Google’s greenhouse gases emissions have risen 48 percent in the last five years, due to its expansion of data centres which underpin artificial-intelligence systems. This puts its commitment to achieve “net zero” by the year 2030 into doubt.
Google’s annual environmental report said that the Silicon Valley company will pollute 14.3mn tonnes equivalent carbon in 2023. This is a 48 percent increase over its baseline for 2019 and a 13% rise from last year.
Google acknowledged that the jump was a “challenge to reduce emissions” while it invested in large language models, their applications, and infrastructure. It also admitted that the “future environmental impact of AI is complex and difficult” to predict.
Kate Brandt, chief sustainability officer at the company, said that the company remains committed to the 2030 goal but stressed its “extremely aggressive” nature.
Brandt said, “We still expect our emission levels to continue rising before they drop towards our target.”
She said that Google “works very hard” to reduce its emissions. This includes signing clean energy deals. Brandt said that AI offers “a tremendous opportunity” for climate solutions.
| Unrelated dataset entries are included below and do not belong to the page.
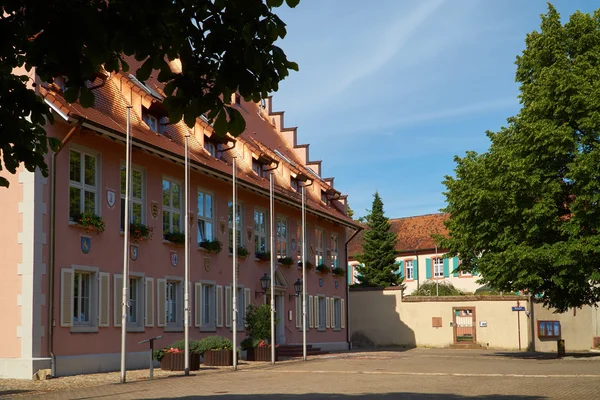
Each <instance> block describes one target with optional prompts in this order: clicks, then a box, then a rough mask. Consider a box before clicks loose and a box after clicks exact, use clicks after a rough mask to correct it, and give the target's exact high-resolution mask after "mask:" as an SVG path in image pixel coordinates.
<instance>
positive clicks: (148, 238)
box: [129, 222, 154, 243]
mask: <svg viewBox="0 0 600 400" xmlns="http://www.w3.org/2000/svg"><path fill="white" fill-rule="evenodd" d="M153 231H154V228H152V227H151V226H148V225H144V224H141V223H140V224H138V223H136V222H132V223H130V224H129V238H130V239H131V241H132V242H134V243H139V242H141V241H143V240H150V239H152V232H153Z"/></svg>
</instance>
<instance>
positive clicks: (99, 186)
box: [67, 145, 102, 223]
mask: <svg viewBox="0 0 600 400" xmlns="http://www.w3.org/2000/svg"><path fill="white" fill-rule="evenodd" d="M71 152H75V153H79V157H80V158H79V177H80V181H72V180H71ZM85 156H89V157H93V158H94V161H95V163H94V168H95V171H94V185H88V184H86V183H85ZM68 174H69V175H68V177H69V203H68V207H69V208H68V213H67V214H68V216H69V221H71V222H74V223H75V222H76V221H75V220H74V219H73V216H72V215H71V188H75V189H79V193H80V194H79V213H80V214H83V213H84V212H85V192H90V193H93V194H94V214H96V215H101V214H100V210H101V208H102V207H100V204H99V196H98V194H99V193H100V180H101V178H102V177H101V163H100V153H99V152H97V151H92V150H89V149H86V148H85V147H81V146H77V145H72V146H70V147H69V172H68Z"/></svg>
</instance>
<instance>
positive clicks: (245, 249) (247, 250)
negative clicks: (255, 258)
mask: <svg viewBox="0 0 600 400" xmlns="http://www.w3.org/2000/svg"><path fill="white" fill-rule="evenodd" d="M248 254H249V252H248V249H247V248H245V247H244V246H238V257H242V258H246V257H248Z"/></svg>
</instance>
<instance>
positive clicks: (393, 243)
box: [357, 192, 403, 286]
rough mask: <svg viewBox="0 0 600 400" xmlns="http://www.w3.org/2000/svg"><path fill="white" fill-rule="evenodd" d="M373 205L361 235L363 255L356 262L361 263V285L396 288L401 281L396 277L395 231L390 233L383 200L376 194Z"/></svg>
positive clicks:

Climate experts are concerned about the impact of these power-intensive systems and tools.
Microsoft acknowledged in May that its emissions have increased by nearly a third, largely due to the construction and expansion of data centres. Bill Gates, the co-founder of Microsoft, also said last week that AI could help to accelerate climate solutions.
The energy transmission and generation constraints have already created a challenge to the companies that are trying to develop the new technology. In June, Bernstein analysts said that AI could “double the US electricity demand growth rate and total consumption may exceed current supply within the next two year”.
Google’s Tuesday report stated that its energy-related emissions for 2023 — which are primarily a result of data centre electricity consumption — rose 37 percent year over year and represented about a quarter its total greenhouse gas emission.
Google’s emissions from its supply chain — which represents 75 percent of its total emissions – also increased by 8 percent. Google stated that they will “continue to increase in the near-term” due to the building of infrastructure required to run AI systems.
Google has committed to achieving net zero greenhouse gas emissions across all its direct and indirect emissions by 2030 and to running on carbon-free electricity every hour of the day in each grid that it operates by this date.
The company’s Tuesday report warned that “termination” in 2023 of certain clean energy projects had reduced the amount of renewables available to it.
Google has been unable to implement more clean energy projects in the US or Asia-Pacific due to the data centre’s electricity consumption.
Google’s data center electricity consumption increased by 17 percent in 2023. This amounted to 7-10% of the global data centre consumption, according to estimates. Google also said that its data centres consumed 17 percent more water than they did the year before.